When the load is cooled by the first evaporator 8 and the load is heated by the second evaporator 11, as shown in the case 3 in Table 2, the solenoid valves 6, 18, and 20 are opened and the electromagnetic valves are opened. Valves 2, 9, 17, 21 are closed.

Thus, the high-temperature and high-pressure refrigerant gas discharged from the compressor 1 enters the second evaporator 11 via the bypass pipe 31 and the solenoid valve 18, and is condensed and liquefied by heating the load in the process of flowing through the second evaporator 11. . Next, this refrigerant liquid is supplied to the second return pipe 3.
3. After entering the first evaporator 8 through the check valve 23, the solenoid valve 6, and the first expansion valve 7, where the load is cooled to evaporate, the solenoid valve 20, the check valve 12, Accumulator 1
3. Return to the compressor 1 via the suction pressure regulating valve 16.

When the load is heated by the first evaporator 8 and the load is cooled by the second evaporator 11, as shown in the case 4 in Table 2, the solenoid valves 9, 17, and 21 are opened and the electromagnetic valves are opened. Valves 2, 6, 18, 20 are closed.

Thus, the high-temperature and high-pressure refrigerant gas discharged from the compressor 1 enters the first evaporator 8 via the bypass pipe 30 and the solenoid valve 17, where it is condensed and liquefied by heating the load.
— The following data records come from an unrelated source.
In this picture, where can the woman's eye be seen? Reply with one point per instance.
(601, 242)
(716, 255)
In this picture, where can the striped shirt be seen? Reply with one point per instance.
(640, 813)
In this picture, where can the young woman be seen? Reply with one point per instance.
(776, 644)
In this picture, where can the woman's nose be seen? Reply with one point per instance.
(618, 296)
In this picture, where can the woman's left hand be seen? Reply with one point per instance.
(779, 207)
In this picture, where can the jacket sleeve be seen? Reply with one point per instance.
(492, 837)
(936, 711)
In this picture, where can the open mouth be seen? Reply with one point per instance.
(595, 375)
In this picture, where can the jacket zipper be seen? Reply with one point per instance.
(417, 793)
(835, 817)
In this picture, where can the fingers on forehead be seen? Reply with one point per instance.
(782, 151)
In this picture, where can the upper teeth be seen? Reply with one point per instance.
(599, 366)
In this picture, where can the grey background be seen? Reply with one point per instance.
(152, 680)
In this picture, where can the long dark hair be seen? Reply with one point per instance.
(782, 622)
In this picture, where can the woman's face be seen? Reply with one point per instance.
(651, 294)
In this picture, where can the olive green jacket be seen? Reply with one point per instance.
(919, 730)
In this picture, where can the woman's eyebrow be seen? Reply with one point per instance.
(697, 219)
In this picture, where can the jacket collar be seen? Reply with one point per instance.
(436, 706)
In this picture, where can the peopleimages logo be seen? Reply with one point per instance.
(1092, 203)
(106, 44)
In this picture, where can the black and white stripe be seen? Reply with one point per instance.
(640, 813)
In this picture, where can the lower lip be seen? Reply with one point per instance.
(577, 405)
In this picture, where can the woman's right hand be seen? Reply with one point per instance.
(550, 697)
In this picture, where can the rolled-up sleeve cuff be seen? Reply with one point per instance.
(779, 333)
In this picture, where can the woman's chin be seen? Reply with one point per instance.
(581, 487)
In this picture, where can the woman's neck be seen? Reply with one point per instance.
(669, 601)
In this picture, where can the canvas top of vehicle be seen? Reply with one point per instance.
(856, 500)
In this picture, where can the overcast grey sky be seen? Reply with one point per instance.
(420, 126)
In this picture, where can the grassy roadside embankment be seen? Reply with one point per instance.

Next, the refrigerant liquid is supplied to the first return pipe 32, the check valve 22,
After entering the second evaporator 11 via the solenoid valve 9 and the second expansion valve 10, the load is cooled to evaporate, then the solenoid valve 21, the evaporation pressure regulating valve 14, the check valve 15, the accumulator 13. Return to the compressor 1 via the suction pressure adjusting valve 16.

Although the description has been given of the one having two evaporators, the present invention can be applied to the one having two or more evaporators.

(Effect of the Invention) In the present invention, when the load is heated by a part of the plurality of evaporators and the load is cooled by the remaining evaporator, the load is heated by the compressor to the part of the evaporators The entire amount of the discharged high-temperature and high-pressure refrigerant gas is introduced through a bypass pipe, and the refrigerant flowing through a part of the evaporator is introduced into the remaining evaporator through a return pipe and a check valve. In addition to maximizing the heating capacity of the evaporator, the temperature of the load can be accurately controlled.

[Brief description of the drawings]

FIG. 1 is a refrigerant circuit diagram of one embodiment of the present invention, and FIG. 2 is a refrigerant circuit diagram of a conventional refrigeration apparatus. Compressor… 1, Condenser… 3, Evaporator… 8, 11, Bypass pipe… 30,31, Return pipe… 32,33, Check valves 22,23

Claims (1)

(57) [Claims] 1. A compressor, a condenser connected to a discharge port of the compressor, a plurality of evaporators connected in parallel to an outlet of the condenser, In a refrigerating apparatus including a plurality of bypass pipes respectively connecting an inlet and a discharge port of the compressor, a plurality of return pipes connecting an outlet of the plurality of evaporators and an outlet of the condenser are provided. A refrigeration system characterized in that return pipes are each provided with a check valve that allows only the flow of refrigerant toward the outlet of the condenser.